The SORTBY function has the format SORTBY(array to be sorted,by_array1,[sort order],by_array2,[sort order]........). The square brackets "[ ]" indicate optional data for the sort order. If sort order is not included, ascending order is the default sorting option. However, you must insert a comma in that parameter position of the function or you will get an error.
Below is a picture in which the data I typed is in cells A3 through B12 (A3:B12 in Excel notation). The data that's sorted as I typed is in cells D3 through E12 (D3:E12 in Excel notation). Notice I included some duplicates to ensure data is sorted correctly.
The SORTBY function is entered into and is editable only in cell D3. The function is =SORTBY(A3:B12,A3:A12,1,B3:B12,1). If I click into any other cells in Columns D & E, then I see the formula, but it is grayed out.
The first occurrence of A3:B12 defines the cell range that is to be sorted. The second occurrence of A3:B12 indicates the first sort key - the Region column. The 1 that follows indicates to sort in ascending order. The remaining parameters of the formula, B3:B12,1 indicate to sort next by the Name column in ascending order. If I omit the optional sort order parameters, the function looks like this:
As the function is used here, you must know the range of data on which to apply the function, A3:A12, for example. However, things change if you convert the data in Columns A & B to an Excel table.
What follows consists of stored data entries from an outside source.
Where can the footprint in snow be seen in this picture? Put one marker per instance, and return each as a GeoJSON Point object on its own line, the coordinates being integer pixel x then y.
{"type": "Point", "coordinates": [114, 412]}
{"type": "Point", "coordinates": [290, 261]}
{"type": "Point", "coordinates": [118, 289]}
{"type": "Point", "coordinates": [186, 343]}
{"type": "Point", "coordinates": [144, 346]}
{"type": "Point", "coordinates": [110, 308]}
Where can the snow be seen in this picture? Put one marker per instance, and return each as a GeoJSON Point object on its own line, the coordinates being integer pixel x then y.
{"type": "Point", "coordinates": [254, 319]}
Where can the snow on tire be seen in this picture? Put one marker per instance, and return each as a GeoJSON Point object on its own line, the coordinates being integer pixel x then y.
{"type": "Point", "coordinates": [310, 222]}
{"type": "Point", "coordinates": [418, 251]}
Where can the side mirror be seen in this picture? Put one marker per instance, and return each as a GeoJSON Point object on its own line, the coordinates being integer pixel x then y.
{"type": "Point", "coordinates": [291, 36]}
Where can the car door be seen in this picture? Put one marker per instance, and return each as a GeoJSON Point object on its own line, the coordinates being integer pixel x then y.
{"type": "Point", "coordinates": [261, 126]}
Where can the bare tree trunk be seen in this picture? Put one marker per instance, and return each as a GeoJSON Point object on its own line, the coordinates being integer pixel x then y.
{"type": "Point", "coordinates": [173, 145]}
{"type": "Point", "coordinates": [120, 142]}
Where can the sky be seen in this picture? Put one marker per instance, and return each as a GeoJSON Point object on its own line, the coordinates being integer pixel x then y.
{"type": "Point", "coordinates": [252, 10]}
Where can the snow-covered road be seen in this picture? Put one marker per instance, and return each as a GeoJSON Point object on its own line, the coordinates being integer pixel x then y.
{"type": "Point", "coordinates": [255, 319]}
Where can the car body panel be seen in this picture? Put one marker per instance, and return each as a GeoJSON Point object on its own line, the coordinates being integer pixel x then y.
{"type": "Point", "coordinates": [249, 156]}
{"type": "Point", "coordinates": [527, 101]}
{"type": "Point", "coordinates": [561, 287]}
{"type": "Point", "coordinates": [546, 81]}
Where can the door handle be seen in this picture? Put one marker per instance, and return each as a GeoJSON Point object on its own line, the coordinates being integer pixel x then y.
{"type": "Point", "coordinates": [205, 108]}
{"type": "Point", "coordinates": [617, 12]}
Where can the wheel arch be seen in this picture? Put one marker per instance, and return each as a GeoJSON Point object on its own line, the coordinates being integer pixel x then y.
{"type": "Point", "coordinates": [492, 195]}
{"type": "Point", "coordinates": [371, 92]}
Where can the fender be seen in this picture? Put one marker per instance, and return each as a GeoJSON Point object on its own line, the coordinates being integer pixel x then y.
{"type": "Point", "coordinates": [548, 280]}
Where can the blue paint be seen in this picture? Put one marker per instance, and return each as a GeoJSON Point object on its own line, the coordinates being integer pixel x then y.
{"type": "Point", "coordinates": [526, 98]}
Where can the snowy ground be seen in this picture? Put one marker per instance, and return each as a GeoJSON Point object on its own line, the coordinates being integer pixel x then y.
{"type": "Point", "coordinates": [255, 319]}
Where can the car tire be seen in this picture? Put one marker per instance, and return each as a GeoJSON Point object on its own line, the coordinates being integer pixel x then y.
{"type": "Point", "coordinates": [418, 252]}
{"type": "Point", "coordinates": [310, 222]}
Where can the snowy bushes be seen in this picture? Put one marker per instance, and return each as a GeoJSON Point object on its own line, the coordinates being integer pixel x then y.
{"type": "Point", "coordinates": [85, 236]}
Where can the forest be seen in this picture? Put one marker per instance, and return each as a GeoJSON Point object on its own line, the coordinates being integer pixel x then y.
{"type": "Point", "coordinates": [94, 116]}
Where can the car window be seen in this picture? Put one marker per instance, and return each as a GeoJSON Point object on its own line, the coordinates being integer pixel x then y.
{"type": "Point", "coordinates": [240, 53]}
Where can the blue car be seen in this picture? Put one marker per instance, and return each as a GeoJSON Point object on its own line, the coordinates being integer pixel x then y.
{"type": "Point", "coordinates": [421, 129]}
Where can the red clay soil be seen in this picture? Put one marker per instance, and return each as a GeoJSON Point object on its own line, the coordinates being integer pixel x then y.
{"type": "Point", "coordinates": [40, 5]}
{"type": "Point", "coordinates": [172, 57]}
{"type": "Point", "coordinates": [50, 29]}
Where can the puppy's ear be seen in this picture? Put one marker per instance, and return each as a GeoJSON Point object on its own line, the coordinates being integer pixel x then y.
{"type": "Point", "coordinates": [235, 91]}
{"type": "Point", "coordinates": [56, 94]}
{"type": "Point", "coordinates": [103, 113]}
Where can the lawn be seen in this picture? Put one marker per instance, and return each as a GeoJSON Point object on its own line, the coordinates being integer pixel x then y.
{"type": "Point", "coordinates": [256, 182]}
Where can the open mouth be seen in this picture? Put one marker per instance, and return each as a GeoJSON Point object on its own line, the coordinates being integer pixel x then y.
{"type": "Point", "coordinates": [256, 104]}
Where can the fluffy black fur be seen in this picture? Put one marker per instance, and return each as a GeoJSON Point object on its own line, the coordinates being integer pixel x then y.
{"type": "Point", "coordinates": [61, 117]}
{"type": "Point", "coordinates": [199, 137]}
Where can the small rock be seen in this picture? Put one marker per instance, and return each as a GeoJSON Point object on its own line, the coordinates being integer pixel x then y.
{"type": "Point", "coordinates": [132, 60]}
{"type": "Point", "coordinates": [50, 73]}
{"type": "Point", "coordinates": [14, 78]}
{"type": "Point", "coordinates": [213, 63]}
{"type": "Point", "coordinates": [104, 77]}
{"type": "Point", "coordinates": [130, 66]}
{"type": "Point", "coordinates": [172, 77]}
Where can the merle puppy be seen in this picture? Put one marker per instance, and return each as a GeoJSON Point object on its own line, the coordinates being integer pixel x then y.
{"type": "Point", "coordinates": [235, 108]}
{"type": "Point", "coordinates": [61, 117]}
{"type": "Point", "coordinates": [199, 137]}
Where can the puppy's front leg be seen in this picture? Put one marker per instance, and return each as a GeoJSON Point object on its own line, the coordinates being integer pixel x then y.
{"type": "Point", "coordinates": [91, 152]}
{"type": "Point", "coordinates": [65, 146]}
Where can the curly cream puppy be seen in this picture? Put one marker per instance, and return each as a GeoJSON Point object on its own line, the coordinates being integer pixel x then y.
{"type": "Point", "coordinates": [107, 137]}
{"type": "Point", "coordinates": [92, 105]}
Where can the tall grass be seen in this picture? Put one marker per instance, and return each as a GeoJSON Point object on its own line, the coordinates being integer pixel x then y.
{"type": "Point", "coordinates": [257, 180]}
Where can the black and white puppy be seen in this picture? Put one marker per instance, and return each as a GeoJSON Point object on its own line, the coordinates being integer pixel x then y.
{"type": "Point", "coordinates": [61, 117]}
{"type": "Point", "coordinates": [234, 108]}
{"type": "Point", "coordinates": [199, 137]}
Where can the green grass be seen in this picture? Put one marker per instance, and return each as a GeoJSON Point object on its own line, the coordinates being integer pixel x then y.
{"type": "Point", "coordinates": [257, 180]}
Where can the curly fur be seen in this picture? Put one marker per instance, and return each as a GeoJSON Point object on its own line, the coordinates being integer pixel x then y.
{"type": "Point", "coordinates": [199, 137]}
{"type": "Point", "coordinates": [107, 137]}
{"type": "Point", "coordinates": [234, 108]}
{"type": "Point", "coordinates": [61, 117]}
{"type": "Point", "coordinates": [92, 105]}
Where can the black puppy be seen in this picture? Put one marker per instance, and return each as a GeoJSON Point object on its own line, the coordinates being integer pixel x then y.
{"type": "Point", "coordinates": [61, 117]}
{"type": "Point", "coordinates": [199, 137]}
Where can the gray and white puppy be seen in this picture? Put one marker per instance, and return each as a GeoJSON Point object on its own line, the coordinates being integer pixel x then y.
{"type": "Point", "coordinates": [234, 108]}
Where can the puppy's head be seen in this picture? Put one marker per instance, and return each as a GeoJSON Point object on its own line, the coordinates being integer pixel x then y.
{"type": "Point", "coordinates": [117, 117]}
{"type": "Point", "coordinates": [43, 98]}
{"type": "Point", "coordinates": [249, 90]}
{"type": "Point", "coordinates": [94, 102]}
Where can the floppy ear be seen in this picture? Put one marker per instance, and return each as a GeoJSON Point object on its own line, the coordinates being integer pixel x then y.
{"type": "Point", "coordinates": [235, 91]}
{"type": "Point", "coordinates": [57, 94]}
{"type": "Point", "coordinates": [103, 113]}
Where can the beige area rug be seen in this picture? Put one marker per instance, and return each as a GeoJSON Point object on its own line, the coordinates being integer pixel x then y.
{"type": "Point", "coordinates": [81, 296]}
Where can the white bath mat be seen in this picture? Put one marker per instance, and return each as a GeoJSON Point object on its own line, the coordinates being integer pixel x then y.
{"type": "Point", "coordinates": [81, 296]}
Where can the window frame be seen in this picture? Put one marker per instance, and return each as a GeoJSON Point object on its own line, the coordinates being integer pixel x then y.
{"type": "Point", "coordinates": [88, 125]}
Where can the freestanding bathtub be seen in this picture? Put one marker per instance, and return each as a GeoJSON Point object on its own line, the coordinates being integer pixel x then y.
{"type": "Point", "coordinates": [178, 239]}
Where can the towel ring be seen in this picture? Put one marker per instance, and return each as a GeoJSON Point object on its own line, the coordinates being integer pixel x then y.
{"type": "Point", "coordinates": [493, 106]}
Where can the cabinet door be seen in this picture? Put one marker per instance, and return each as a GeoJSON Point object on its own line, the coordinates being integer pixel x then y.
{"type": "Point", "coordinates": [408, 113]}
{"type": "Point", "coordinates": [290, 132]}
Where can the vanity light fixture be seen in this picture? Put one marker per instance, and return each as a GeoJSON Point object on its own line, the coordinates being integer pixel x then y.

In the pic below, I selected cells A3:B12, clicked Insert on the Ribbon and chose Table. I made sure the "My table has headers" option was selected, because I do have the column headers Region and Name. I added data into row13, the new, last row of the table. The formula in cell D3 has automatically adjusted to become =SORTBY(A3:B13,A3:A13,1,B3:B13,1), reflecting that I added the new row to the table. This indicates I can enter any number of rows of data into the table without having to adjust the SORTBY function.
Here's a hint about adding rows to an Excel table. Press the Tab key while in the bottom, rightmost cell of the table. A new, empty row will be added to the table and the cursor will be placed into the leftmost cell of that new row. To avoid having zeros placed into the sorted data rows of Columns D & E, press Enter when you've added the last row of data into Columns A & B. Pressing Enter does not add a new, blank row to the table.